The Consumer Financial Protection Bureau was created out of the Dodd-Frank Wall Street Reform Act, but RESPA was codified in federal statute in the 1970s. In October of 2016, a three judge panel of the US Court of Appeals for the D.C. Circuit issued a ruling regarding the CFPB in a case that has wide ramifications across the RESPA related professions. Since October 2016, you can only imagine that director of the CFPB, Richard Cordray, can’t help but feel, in the words of Gregg Allman, “like he’s been tied to the Whipping Post.”
If any of you are familiar with this classic tune, the Allman Brothers band (criminally underrated in the annals of history) lament that they are run down, lied to, called fools, all for loving you.

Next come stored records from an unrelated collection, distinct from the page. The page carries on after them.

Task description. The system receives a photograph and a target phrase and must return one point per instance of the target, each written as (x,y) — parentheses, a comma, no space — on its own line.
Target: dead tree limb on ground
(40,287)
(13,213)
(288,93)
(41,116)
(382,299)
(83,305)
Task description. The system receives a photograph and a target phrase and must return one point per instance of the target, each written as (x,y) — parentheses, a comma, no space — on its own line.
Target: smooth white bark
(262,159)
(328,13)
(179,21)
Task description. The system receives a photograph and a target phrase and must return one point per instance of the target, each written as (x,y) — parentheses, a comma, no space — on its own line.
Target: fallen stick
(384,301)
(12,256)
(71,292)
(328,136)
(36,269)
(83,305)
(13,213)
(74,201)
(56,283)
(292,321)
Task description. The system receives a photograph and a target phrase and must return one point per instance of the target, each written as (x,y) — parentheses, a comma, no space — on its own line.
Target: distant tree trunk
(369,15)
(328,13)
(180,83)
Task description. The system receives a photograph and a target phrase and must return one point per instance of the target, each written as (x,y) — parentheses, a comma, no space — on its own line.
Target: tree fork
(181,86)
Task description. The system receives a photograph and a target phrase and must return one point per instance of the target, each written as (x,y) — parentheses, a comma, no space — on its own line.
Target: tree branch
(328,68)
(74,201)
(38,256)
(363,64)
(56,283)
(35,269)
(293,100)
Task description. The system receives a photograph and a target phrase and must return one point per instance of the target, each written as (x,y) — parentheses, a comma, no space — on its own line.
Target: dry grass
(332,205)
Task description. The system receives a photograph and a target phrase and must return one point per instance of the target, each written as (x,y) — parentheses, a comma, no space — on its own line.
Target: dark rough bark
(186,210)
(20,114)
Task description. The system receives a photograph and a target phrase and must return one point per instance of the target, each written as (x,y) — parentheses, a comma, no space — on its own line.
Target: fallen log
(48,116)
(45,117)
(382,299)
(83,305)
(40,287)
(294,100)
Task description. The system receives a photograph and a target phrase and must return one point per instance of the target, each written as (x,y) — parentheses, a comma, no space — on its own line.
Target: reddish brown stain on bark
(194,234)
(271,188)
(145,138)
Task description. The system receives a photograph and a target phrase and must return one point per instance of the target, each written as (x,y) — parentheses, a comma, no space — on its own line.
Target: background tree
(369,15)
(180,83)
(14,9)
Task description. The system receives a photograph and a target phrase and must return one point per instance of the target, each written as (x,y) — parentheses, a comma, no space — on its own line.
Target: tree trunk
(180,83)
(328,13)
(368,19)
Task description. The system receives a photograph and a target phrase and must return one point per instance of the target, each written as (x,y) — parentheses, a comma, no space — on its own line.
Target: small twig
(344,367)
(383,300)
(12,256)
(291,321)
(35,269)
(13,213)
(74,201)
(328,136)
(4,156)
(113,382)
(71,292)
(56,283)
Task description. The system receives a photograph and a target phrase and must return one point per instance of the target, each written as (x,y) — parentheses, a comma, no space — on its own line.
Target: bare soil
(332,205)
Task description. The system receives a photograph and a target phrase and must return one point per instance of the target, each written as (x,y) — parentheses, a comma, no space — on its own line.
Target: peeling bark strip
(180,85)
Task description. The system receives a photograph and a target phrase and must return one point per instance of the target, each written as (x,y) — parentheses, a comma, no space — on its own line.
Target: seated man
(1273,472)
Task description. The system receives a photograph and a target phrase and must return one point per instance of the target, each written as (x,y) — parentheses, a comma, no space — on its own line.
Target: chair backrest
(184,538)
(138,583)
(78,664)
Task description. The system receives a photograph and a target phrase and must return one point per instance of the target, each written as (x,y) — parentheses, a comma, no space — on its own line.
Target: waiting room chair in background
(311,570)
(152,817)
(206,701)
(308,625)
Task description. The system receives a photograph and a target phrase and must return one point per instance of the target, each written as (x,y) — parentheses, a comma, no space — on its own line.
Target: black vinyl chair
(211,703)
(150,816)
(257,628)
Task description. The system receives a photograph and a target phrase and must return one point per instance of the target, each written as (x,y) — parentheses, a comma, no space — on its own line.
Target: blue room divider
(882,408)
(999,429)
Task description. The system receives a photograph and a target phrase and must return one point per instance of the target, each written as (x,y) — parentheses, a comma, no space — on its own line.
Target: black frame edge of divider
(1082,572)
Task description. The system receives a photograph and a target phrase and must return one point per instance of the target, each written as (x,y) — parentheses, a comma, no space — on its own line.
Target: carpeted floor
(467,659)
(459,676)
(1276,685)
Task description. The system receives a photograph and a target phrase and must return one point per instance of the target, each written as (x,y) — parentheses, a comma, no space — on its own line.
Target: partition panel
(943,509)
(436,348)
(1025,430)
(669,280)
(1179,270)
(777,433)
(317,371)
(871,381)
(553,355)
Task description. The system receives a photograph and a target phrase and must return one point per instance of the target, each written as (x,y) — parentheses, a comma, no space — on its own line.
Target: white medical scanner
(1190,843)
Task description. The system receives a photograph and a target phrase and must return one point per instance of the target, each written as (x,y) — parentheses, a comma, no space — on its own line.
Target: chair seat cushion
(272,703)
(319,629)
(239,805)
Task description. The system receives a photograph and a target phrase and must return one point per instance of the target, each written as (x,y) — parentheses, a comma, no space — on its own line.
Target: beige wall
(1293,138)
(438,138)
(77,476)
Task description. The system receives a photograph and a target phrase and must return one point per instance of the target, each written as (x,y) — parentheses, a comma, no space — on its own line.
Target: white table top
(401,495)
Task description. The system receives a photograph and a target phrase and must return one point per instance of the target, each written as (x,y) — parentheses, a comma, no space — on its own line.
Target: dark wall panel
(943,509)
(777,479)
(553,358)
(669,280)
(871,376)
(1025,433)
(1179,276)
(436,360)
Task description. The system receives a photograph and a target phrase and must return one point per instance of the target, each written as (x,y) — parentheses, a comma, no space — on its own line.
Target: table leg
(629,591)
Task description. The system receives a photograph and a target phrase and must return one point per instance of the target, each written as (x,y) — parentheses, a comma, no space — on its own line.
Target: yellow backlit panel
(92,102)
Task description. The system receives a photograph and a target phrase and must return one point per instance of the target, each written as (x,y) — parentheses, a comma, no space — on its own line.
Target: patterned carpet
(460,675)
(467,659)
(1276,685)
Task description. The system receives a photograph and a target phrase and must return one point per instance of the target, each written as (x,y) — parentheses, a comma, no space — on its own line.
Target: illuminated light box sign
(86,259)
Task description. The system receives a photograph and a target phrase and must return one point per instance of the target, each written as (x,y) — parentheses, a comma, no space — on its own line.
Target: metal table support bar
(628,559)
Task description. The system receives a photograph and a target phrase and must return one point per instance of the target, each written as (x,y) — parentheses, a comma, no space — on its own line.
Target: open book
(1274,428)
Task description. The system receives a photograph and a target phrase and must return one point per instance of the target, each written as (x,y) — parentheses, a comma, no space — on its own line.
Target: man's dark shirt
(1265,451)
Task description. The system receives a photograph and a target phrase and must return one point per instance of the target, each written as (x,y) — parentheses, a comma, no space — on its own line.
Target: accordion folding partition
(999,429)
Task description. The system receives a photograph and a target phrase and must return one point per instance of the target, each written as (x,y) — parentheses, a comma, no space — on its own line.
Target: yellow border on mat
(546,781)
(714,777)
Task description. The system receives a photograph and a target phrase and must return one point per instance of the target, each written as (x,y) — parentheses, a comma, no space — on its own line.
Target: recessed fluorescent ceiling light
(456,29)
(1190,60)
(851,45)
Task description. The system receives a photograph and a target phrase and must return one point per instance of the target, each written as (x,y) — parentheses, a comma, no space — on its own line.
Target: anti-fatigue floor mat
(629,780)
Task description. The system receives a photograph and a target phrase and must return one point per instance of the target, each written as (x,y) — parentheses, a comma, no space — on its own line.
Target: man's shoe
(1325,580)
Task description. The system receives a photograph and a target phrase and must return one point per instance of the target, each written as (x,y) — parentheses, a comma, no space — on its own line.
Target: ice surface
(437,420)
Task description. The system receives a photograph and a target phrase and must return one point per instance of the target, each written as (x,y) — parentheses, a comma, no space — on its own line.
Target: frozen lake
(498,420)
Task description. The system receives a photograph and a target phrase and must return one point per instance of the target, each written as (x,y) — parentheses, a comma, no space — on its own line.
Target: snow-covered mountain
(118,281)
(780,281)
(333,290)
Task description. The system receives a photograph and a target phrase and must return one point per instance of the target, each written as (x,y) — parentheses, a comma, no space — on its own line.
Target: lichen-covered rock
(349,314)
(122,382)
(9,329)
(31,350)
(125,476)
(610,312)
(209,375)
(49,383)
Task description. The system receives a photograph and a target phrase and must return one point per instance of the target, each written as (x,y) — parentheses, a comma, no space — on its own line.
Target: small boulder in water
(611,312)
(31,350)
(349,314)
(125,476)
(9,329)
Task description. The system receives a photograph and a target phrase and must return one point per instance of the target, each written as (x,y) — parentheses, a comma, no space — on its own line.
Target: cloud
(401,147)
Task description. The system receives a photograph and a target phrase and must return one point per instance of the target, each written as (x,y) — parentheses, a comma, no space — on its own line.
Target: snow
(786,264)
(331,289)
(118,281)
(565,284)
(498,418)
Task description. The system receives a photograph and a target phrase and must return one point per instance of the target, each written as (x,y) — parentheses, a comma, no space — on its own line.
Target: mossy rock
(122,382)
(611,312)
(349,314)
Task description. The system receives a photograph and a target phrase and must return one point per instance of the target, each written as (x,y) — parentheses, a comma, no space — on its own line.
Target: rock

The ruling from October, in the PHH Corporation v. CFPB case, found that the structure of the CFPB was unconstitutional. Granted, the panel stated that this was remedied simply by altering the statute limiting the President’s power to remove the director except “for cause.”At the time, while tough, the ruling did not appear to be a death knell to Director Cordray. After October, the nation saw an election where the elected leadership immediately stated their intent to dismantle Dodd-Frank. The panel’s removal of that statutory language would allow the President to remove the director as he would any other appointee. “Good lord I feel like I’m dying….”
The CFPB has now petitioned for en banc review; this type of review occurs where someone petitions for a hearing of the entire Court, not just a panel. Because the previous decision was rendered before a panel, the court has granted that petition for review. A hearing before the full DC Circuit has been scheduled for May 24, 2017.
In good news for the CFPB, the October panel decision has been vacated. The CFPB will continue operating as it did before October. The CFPB director is only removable “for cause” again. To quote another classic from the Allmans, “Lord, Lord, it’s all the same.”